Point to Paper – The Norwegian hatter that got in trouble with the Sheriff

Point to Paper – The Norwegian hatter that got in trouble with the Sheriff

In a previous post, I wrote about the special envelope Andrine Aschjem received from her husband Hans Jakob just before Christmas in 1862. Hans Jakob Aschjem was a member of the Norwegian Parliament for Jarlsberg and Larvik County. His wife Andrine lived during this period at home on their farm Grini. It still exists and is today located in Larvik municipality. Four years earlier, in 1858, Andrine received another letter. It was written by her friend Lise Kahrs. Lise lived in the capital Kristiania (Christiania). This letter is the starting point for the story I am going to tell today. The letter has taken me on a journey I had not imagined beforehand. Now I want to share it with you.

Today I promise a slightly chaotic tale. I will drown you in perspectives and details. There will be a bit about mercury, rebellion and syphilis. There should be something for everyone. There is even a thread running through it all though it is sometimes razor thin and faintly pink. I apologize if readers find it difficult to follow.

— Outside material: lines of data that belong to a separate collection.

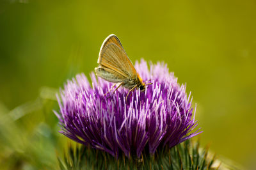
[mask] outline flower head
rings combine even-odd
[[[91,73],[92,86],[84,74],[68,81],[61,90],[60,132],[77,143],[105,151],[114,157],[140,157],[144,149],[154,154],[157,148],[170,148],[200,132],[193,117],[190,94],[177,83],[166,65],[136,62],[135,68],[152,85],[145,91],[136,89],[125,100],[128,89],[114,93],[113,83]],[[109,91],[110,90],[110,91]],[[104,95],[109,91],[107,95]]]

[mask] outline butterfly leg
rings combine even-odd
[[[130,93],[130,92],[131,92],[131,91],[132,91],[137,86],[138,86],[137,84],[135,85],[134,86],[132,87],[132,88],[131,88],[131,89],[129,91],[129,92],[128,92],[128,93],[127,93],[127,95],[126,95],[126,97],[125,97],[125,101],[127,100],[127,97],[128,97],[129,94]]]
[[[124,82],[122,82],[120,83],[120,84],[119,84],[118,86],[117,86],[117,88],[114,90],[114,91],[113,92],[113,93],[114,93],[115,91],[116,91],[116,89],[117,89],[118,88],[119,88],[120,86],[121,86],[122,84],[123,84],[123,83],[124,83]]]
[[[104,96],[106,96],[108,93],[109,93],[109,91],[111,91],[111,90],[114,88],[114,87],[115,87],[116,85],[116,83],[115,83],[115,84],[112,86],[111,88],[109,89],[109,90],[107,93],[106,93],[104,94]]]

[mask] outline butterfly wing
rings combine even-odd
[[[107,81],[116,78],[120,79],[118,82],[121,82],[125,79],[133,79],[137,77],[137,72],[132,62],[120,40],[114,35],[109,35],[103,42],[99,56],[98,64],[99,65],[98,68],[101,67],[104,69],[104,73],[102,75],[96,72],[96,73]],[[107,75],[108,77],[104,77],[104,75]]]

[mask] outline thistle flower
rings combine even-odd
[[[154,154],[172,148],[201,133],[193,116],[190,93],[180,86],[166,65],[136,62],[135,68],[152,85],[145,91],[134,90],[125,100],[128,89],[113,93],[113,84],[94,73],[92,86],[84,74],[68,81],[58,97],[61,134],[70,139],[118,157],[123,153],[140,158],[142,151]],[[104,95],[109,91],[107,95]]]

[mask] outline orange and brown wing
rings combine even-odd
[[[115,75],[116,73],[119,78],[126,79],[137,77],[137,72],[132,62],[120,40],[114,35],[109,35],[103,42],[98,63],[100,67],[106,70],[111,70],[111,74]]]

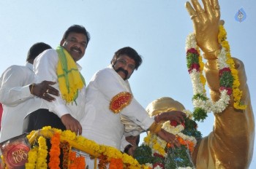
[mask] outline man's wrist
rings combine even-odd
[[[124,152],[126,153],[126,154],[128,154],[128,151],[130,148],[132,147],[132,144],[128,144],[127,146],[125,146],[124,148]]]

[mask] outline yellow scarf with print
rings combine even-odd
[[[71,57],[62,47],[57,47],[59,56],[57,75],[60,92],[67,103],[75,102],[78,96],[78,90],[81,90],[86,82],[82,74]]]

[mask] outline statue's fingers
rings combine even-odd
[[[187,1],[185,4],[185,7],[190,15],[190,18],[195,22],[198,22],[199,19],[197,17],[197,14],[192,7],[191,4],[189,1]]]
[[[224,25],[224,24],[225,24],[225,21],[224,21],[224,20],[219,20],[219,25]]]
[[[197,14],[201,14],[205,12],[197,0],[191,0],[191,2],[192,3],[195,10]]]
[[[220,17],[220,7],[218,0],[211,0],[211,6],[214,11],[216,17]]]
[[[212,18],[214,15],[213,6],[211,5],[210,0],[202,0],[204,9],[210,18]]]

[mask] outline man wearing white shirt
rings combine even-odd
[[[83,57],[89,39],[83,26],[72,25],[64,33],[56,50],[49,50],[34,60],[37,82],[56,82],[53,87],[60,91],[61,95],[52,102],[41,100],[40,107],[24,119],[24,132],[51,126],[81,133],[78,119],[84,114],[86,84],[80,73],[82,68],[77,61]],[[78,83],[74,84],[75,82]]]
[[[157,118],[149,117],[132,95],[128,79],[141,63],[141,57],[134,49],[124,47],[115,53],[108,67],[93,76],[86,89],[86,115],[80,121],[83,136],[121,151],[132,147],[125,141],[124,126],[121,121],[121,116],[124,116],[144,131],[149,130],[167,142],[178,144],[174,135],[156,128],[156,124],[172,119],[181,122],[184,114],[165,112]],[[86,158],[86,164],[93,168],[89,158]]]
[[[42,95],[43,89],[49,90],[49,93],[59,95],[59,91],[49,84],[54,82],[35,82],[33,72],[34,58],[43,51],[51,49],[43,42],[34,44],[29,50],[26,66],[13,65],[7,68],[0,78],[0,102],[3,104],[0,142],[22,134],[23,118],[29,111],[34,111],[39,106],[36,100],[54,101],[54,98]],[[33,89],[32,89],[33,86]],[[37,97],[34,97],[37,96]]]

You will also see an example of beautiful personal handwriting. The penmanship belongs to Lise Kahrs. It is neat, elegant and easy to read. If you want to try to imitate it, you need a dip pen with an extra fine and flexible pen nib. They are still easy to get hold of ( e.g. here ). Be aware that they require a light hand, a well thought through writing style and some practice. Most people can learn to write like this with a few minutes of daily practice for three to four weeks. My own great-grandmother could write like this from age 10. She was not a special case. It was simply expected at that time. Here is an example of a training plan that I have used myself: The Palmer Method of Business Writing.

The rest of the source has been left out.